Chain rule proof by definition

189 Views Asked by At

So i was trying to prove the following:

Let $f \colon \mathbb{R}^n \rightarrow \mathbb{R}^m $, $g \colon \mathbb{R}^m \rightarrow \mathbb{R}^k $ and $h \colon \mathbb{R}^n \rightarrow \mathbb{R}^k $ such that $h = g \circ f$. If $f$ is differentiable a t $p \in \mathbb{R}^n$ and $g$ is differentiable at $q = f(p) \in \mathbb{R}^m$ then $h$ is differentiable at $p$ and $Dh(p) = Dg(q) \circ Df(p)$


My attempt: As $f$ is differentiable at $p$ and $g$ so it is at $q$, we have

\begin{align*} f(x) &= f(p) + Df(x - p) + R_f(x),\text{ with }\frac{\Vert R_f(x)\Vert}{\Vert x-p\Vert} \rightarrow 0\text{ as } x \rightarrow p \\ g(x) &= g(q) + Dg(x - q) + R_g(x),\text{ with }\frac{\Vert R_g(x)\Vert}{\Vert x-q\Vert} \rightarrow 0\text{ as } x \rightarrow q \end{align*} Then, \begin{align*} h(x)&= g(f(x)) = g(f(p)) + Dg(f(x) - f(p)) + R_g(f(x)) \\ &= g(f(p)) + Dg(Df(x-p) + R_f(x)) + R_g(f(x)) \\ &= (g \circ f)(p) + (Dg \circ Df)(x-p) + Dg(R_f(x)) + R_g(f(x))\end{align*}

If $R(x) = Dg(R_f(x)) + R_g(f(x))$, proving $\frac{\Vert R(x)\Vert}{\Vert x - p\Vert} \rightarrow 0$ as $x \rightarrow p$ would be enough to complete the proof.

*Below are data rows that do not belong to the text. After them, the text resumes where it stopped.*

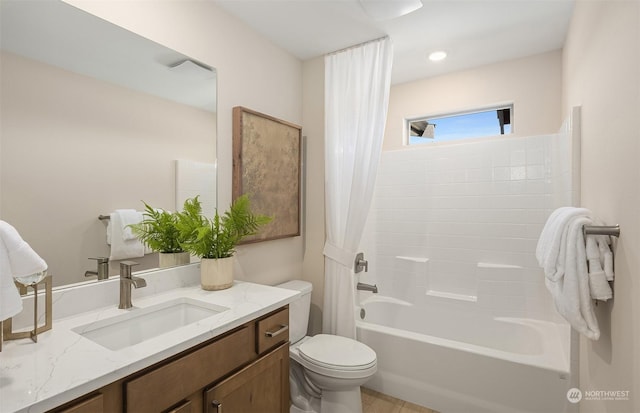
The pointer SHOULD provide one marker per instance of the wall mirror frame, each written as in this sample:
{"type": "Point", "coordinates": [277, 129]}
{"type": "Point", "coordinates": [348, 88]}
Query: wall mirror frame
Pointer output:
{"type": "Point", "coordinates": [93, 118]}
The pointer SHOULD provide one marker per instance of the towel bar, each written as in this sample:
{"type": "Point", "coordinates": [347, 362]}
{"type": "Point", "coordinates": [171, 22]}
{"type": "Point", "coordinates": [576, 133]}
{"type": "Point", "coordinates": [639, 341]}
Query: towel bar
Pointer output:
{"type": "Point", "coordinates": [613, 230]}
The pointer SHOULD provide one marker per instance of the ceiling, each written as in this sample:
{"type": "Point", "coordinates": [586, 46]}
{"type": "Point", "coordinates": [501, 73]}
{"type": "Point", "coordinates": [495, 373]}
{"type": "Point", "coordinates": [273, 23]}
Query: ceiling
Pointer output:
{"type": "Point", "coordinates": [472, 32]}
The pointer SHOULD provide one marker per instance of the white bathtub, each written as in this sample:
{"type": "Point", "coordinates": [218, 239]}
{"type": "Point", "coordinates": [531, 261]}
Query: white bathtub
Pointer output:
{"type": "Point", "coordinates": [456, 360]}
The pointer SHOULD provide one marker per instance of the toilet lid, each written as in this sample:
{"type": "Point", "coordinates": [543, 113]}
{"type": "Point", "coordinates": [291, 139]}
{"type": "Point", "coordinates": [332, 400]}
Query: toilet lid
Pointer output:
{"type": "Point", "coordinates": [337, 352]}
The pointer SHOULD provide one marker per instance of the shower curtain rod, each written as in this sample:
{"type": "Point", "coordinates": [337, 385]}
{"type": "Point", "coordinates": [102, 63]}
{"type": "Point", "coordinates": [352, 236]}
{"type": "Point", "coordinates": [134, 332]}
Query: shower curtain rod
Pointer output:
{"type": "Point", "coordinates": [357, 45]}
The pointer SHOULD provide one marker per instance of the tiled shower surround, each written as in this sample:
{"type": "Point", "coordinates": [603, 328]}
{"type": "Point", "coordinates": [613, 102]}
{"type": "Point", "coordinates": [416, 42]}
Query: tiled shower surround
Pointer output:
{"type": "Point", "coordinates": [459, 223]}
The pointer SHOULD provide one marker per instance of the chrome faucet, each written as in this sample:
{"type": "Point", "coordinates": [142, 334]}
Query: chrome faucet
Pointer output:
{"type": "Point", "coordinates": [103, 269]}
{"type": "Point", "coordinates": [367, 287]}
{"type": "Point", "coordinates": [126, 281]}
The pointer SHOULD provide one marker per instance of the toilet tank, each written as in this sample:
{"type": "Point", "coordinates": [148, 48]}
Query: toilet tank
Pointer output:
{"type": "Point", "coordinates": [298, 309]}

\begin{align*} \frac{\Vert R(x)\Vert}{\Vert x - p\Vert} = \frac{\Vert Dg(R_f(x)) + R_g(f(x))\Vert}{\Vert x - p\Vert} \leq \frac{\Vert Dg(R_f(x))\Vert}{\Vert x - p\Vert} + \frac{\Vert R_g(f(x))\Vert}{\Vert x - p\Vert} \end{align*}

So, i need to bound both terms. For the first one, i was thinking of $\frac{\Vert Dg(R_f(x))\Vert}{\Vert x - p\Vert} \leq \frac{\Vert D_g\Vert \Vert R_f(x)\Vert}{\Vert x - p\Vert} \leq \frac{\Vert D_g + \epsilon_1 \Vert \Vert R_f(x)\Vert}{\Vert x - p\Vert}$ for some $\epsilon_1 > 0$, and thus, taking $\delta_1 > 0$ such that $\frac{\Vert R_f(x)\Vert}{\Vert x - p\Vert} < \frac{\epsilon_2}{2(\Vert Dg + \epsilon_1\Vert)}$ if $\Vert x - p\Vert < \delta_1$ so $\frac{\Vert D_g + \epsilon_1 \Vert \Vert R_f(x)\Vert}{\Vert x - p\Vert} \leq \frac{\epsilon_2}{2}$ if $\Vert x - p \Vert < \delta_1$.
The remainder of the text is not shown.